No.404 5点 判事への花束- マージェリー・アリンガム 2018/09/16 23:33
アリンガムというとその昔は訳書が少なくて、よくわからない作家の代表みたいなものだったけど、少ない訳書の本作、読んだらどんな作家か更にわからなくなるような作品だ。
2代目として従兄弟たちが経営する老舗出版社の金庫室で、共同経営者の一人の死体が見つかった。その男、数日前から失踪していて、心配した従兄弟の一人が、友人のキャムピオン氏に調査を依頼していた。が、その従兄弟が検屍法廷での評決で犯人に指名されてしまった。前日にその金庫室に入ったのに、そこにあったはずの死体を見ていなかったのだ。いよいよ裁判が始まる。キャムピオン氏は友人の無実を信じて調査を開始した....20年前に不可解な人間消失を遂げた別な従兄弟の事件、社宝とされてきた古典作家のエロ戯曲原稿の行方は?

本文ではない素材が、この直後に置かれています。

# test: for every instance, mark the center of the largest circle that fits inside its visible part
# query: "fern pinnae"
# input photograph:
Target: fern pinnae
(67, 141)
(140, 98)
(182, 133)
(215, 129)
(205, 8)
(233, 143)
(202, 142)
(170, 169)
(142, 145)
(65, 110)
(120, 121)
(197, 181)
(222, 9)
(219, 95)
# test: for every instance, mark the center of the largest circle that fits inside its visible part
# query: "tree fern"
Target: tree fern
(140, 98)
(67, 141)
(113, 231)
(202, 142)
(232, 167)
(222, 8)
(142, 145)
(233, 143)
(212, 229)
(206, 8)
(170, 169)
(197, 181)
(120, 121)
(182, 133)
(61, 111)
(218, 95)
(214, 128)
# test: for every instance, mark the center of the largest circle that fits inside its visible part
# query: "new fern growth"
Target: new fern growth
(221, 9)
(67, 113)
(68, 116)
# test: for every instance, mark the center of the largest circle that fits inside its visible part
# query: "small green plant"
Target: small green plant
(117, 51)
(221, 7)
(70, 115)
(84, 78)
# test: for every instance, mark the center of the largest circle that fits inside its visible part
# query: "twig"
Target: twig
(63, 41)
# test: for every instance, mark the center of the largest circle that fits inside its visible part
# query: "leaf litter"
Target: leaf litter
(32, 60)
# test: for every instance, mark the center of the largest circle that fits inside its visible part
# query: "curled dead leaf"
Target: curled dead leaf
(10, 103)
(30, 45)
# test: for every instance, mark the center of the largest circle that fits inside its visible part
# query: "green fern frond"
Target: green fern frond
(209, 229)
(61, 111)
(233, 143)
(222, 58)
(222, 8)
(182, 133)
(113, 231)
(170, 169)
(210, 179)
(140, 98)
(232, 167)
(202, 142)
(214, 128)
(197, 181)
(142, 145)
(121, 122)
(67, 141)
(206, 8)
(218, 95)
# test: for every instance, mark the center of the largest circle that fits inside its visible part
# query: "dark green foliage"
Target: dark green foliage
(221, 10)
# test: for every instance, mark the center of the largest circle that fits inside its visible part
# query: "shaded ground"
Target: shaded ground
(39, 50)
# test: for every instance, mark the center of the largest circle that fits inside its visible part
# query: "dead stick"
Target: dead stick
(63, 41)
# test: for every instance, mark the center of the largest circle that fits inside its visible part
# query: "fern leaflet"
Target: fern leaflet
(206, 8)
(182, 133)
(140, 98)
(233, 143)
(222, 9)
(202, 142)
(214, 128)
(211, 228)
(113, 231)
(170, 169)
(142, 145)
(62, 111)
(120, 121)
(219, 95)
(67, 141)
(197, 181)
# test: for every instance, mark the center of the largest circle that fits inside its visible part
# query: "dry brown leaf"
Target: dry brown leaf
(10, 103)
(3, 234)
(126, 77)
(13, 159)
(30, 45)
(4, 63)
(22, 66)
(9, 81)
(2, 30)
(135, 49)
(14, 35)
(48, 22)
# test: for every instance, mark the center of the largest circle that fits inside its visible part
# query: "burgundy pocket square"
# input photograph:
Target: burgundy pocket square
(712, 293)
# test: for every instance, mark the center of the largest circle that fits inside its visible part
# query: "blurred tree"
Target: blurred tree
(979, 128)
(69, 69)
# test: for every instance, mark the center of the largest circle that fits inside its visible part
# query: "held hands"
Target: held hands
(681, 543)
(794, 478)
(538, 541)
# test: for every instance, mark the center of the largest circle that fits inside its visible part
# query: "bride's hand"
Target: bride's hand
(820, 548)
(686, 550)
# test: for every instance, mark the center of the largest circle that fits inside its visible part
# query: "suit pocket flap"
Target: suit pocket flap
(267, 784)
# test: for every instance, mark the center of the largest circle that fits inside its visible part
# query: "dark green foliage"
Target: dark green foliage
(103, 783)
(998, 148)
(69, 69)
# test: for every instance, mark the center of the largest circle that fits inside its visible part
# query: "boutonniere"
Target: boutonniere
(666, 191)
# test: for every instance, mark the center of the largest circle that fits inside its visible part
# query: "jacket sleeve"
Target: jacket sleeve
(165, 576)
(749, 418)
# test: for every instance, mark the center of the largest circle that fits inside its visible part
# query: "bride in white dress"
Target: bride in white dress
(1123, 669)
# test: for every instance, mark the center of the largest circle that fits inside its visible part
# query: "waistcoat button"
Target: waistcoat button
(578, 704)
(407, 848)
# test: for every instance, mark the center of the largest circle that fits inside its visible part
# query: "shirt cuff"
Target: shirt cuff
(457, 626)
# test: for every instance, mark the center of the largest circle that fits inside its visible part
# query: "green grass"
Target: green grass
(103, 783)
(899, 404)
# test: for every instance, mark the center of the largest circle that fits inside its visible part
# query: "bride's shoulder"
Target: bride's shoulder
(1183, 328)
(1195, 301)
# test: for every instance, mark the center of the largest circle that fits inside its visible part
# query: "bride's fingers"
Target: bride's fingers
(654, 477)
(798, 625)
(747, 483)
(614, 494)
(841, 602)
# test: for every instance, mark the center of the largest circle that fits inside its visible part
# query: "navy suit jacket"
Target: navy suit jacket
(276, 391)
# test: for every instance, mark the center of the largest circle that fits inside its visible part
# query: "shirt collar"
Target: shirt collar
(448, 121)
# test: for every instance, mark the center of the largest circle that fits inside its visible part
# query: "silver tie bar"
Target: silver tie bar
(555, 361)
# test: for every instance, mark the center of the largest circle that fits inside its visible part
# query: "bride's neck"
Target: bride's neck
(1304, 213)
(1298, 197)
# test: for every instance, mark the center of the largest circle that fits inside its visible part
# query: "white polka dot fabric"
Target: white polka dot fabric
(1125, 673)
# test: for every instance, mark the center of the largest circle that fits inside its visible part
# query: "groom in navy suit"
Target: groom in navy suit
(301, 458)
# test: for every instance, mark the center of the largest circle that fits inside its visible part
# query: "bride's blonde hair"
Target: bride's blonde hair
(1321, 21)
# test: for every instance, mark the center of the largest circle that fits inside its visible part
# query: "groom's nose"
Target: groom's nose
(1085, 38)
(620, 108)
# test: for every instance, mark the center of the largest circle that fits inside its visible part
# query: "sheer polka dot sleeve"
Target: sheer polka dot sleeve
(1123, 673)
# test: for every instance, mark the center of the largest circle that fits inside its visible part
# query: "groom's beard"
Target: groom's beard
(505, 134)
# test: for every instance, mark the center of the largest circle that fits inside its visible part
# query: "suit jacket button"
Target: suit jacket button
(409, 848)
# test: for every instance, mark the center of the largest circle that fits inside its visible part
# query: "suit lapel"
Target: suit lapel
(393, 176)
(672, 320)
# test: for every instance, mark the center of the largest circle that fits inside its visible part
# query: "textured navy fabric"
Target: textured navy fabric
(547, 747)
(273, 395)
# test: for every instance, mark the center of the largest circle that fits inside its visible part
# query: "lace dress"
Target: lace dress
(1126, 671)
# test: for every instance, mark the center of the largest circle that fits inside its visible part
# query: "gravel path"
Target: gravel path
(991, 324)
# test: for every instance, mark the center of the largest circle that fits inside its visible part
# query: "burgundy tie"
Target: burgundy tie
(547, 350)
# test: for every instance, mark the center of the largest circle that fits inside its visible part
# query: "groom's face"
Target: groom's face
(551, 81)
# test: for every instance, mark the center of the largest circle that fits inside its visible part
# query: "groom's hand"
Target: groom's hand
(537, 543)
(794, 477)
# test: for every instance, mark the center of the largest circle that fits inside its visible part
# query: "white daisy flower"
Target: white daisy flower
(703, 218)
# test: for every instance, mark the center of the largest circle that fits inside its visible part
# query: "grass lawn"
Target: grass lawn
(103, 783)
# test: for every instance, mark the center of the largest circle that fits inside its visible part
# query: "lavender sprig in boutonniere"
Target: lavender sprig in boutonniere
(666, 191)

と書くととてもおもしろそうなんだけど、ほぼあらゆる要素が腰砕ける、というとんでもない作品なんだよ。「判事への花束」とタイトルはついていてもガチの法廷攻防があるわけでもないし、最終的にはうやむやになる。アリバイ工作もないわけじゃないが、正面切ってどうこうというものでもない。犯行方法はやや変わってるが、びっくりするようなものでもない。人間消失も大したものでもない。キャムピオン氏と元泥棒の召使とのやり取りが気が利いている、というほどでもない....こうやってまとめてみると、いいところ一つもないな(苦笑)。
しかしね、幕切れが関係者の「その後」を描いていて、これがなかなか、いい。いいと言うのもオカシな話だと思いながらも、評者とか妙な共感をおぼえるんだ。アリンガムって、わけがわかんない作家だ....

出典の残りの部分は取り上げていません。